'Would You Merge This?', Both Labs File to IPO & the $1,100 Audit

For a week this newsletter has tracked one migration: the bottleneck sliding off code generation and onto trust, review, and keeping an agent honest. Today the field built a benchmark for exactly that. Cognition shipped FrontierCode — an eval that doesn't ask whether the tests go green but whether a senior engineer would merge the diff — and announced, via METR, that more than half of the old SWE-bench wins are "unmergeable slop." The number that traveled: the hardest tier tops out around 13%, with Opus 4.8 in the lead. The same theme showed up everywhere else on the timeline — Theo paying $1,100 in ten days mostly to audit a cheaper model's output, the Claude Code lead describing a workflow that is now almost entirely review-from-a-phone, and a wave of skeptics asking whether an LLM-judged, closed benchmark is measuring quality or just measuring taste. And in the background, the business itself moved: both frontier labs quietly filed to go public.

Would You Merge This?

The most-discussed dev post of the day was Cognition's FrontierCode launch (699K views, 2,557 likes, 220 RTs, 157 replies): "Introducing FrontierCode: a coding eval that raises the bar for difficulty & quality. Each task took 40+ hrs of work by leading open-source maintainers. Models write sloppy code that works but isn't maintainable. Our eval is first to measure: would you actually merge this code?"

swyx's amplification (103K views, 617 likes) supplied the headline framing and the killer stat: "@METR_Evals found that more than half of SWEBench results is unmergeable slop. FrontierCode represents over 1000+ hours of maintainer validated software engineering work… FC Diamond is so hard that Opus 4.8 scores 13.8%." He laid out the periodization that the thread then ran with:

Three eras of AI coding : three eras of benchmarks — 2021 • Autocomplete: HumanEval. 2023 • Passing Tests: SWEBench, TerminalBench. 2026 • Maintainable Code: FrontierCode.

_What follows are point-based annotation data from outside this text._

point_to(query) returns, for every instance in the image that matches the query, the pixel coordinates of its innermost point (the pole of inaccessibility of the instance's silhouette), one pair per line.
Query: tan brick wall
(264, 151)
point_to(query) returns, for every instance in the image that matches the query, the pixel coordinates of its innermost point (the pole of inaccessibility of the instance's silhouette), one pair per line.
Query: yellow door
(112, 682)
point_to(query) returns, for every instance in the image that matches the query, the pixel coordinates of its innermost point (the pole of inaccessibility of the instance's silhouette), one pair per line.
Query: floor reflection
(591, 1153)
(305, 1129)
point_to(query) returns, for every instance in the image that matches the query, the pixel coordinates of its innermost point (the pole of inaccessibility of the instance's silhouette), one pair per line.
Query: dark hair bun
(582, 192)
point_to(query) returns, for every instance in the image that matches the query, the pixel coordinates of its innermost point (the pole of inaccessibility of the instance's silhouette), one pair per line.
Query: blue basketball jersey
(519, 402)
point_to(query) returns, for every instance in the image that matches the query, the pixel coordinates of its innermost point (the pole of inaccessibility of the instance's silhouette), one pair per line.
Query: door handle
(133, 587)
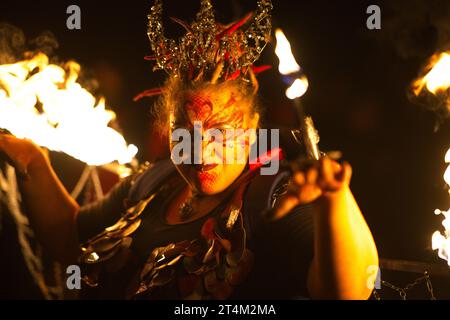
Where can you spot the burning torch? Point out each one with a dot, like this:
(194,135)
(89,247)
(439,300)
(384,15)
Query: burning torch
(436,83)
(294,77)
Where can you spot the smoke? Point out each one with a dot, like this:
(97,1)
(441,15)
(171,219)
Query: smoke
(416,28)
(14,46)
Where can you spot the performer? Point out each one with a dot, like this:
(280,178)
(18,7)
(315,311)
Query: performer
(208,230)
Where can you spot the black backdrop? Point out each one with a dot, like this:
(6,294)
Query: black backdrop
(358,83)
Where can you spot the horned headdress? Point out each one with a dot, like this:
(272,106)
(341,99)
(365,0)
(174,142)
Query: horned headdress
(210,51)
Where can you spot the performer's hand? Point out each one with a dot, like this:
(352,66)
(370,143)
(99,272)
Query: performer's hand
(22,154)
(321,178)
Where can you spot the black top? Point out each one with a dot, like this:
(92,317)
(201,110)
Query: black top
(283,249)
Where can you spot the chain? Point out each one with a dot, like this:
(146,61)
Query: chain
(403,291)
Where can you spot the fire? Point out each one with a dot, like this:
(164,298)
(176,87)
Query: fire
(437,82)
(438,78)
(44,103)
(441,242)
(289,67)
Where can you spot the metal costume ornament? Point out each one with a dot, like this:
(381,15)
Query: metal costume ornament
(210,51)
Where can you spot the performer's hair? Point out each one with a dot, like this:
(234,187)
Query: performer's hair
(173,95)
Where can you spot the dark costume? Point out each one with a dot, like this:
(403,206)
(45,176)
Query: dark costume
(142,257)
(229,253)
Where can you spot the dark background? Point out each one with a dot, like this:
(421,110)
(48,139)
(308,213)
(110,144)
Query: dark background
(358,78)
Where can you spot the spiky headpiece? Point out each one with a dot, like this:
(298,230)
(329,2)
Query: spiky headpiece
(210,51)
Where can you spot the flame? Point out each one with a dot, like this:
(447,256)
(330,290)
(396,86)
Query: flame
(44,103)
(438,78)
(288,66)
(441,242)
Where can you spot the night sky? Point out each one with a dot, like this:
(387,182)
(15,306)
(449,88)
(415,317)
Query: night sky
(358,78)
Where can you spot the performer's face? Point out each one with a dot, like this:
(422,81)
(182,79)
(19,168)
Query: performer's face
(222,158)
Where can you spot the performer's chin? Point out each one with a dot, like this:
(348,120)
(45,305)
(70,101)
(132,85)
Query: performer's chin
(207,180)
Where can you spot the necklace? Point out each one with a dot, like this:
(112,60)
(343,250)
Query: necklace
(186,209)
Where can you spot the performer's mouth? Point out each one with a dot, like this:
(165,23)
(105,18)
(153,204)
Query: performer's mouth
(205,167)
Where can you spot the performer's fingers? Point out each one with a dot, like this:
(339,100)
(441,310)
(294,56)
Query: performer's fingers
(328,180)
(290,201)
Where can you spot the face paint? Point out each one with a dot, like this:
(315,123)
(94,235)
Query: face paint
(221,110)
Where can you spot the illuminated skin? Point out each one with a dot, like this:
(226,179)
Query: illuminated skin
(344,249)
(222,110)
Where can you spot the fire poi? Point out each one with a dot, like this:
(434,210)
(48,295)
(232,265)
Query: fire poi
(213,228)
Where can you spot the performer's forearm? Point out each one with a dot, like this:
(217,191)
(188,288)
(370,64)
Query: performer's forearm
(51,210)
(343,249)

The most interesting thing in swyx's thread wasn't the ceiling, it was the floor moving. On a historical run across old models, "the easiest third of FC tasks were rapidly and suddenly solved over late 2025 — Opus almost doubled from a 41% pass rate to 74% in 4 months." His read: "This describes the 'WTF happened in Dec 2025' vibe shift that a lot of folks from @dhh to @karpathy have called out: it is the difference between getting 95% success in 2 rerolls vs 6, making it finally feasible to go up the next layer of abstraction in agentic coding, eg @GeoffreyHuntley's ralph loops or @bcherny's /goals or @steipete's 'loops that prompt your agents' without fearing too much that things go off the rails." (Asked about harness fairness, he clarified the chart "puts all models on minisweagent""the intent of this release is to measure models not harnesses.") It also folds in the private 100-hour eval with a financial guarantee this newsletter covered as "Cog's $10M guarantee" — "METR caps out at ~16 hours; Cog has private enterprise evals up to 100hrs."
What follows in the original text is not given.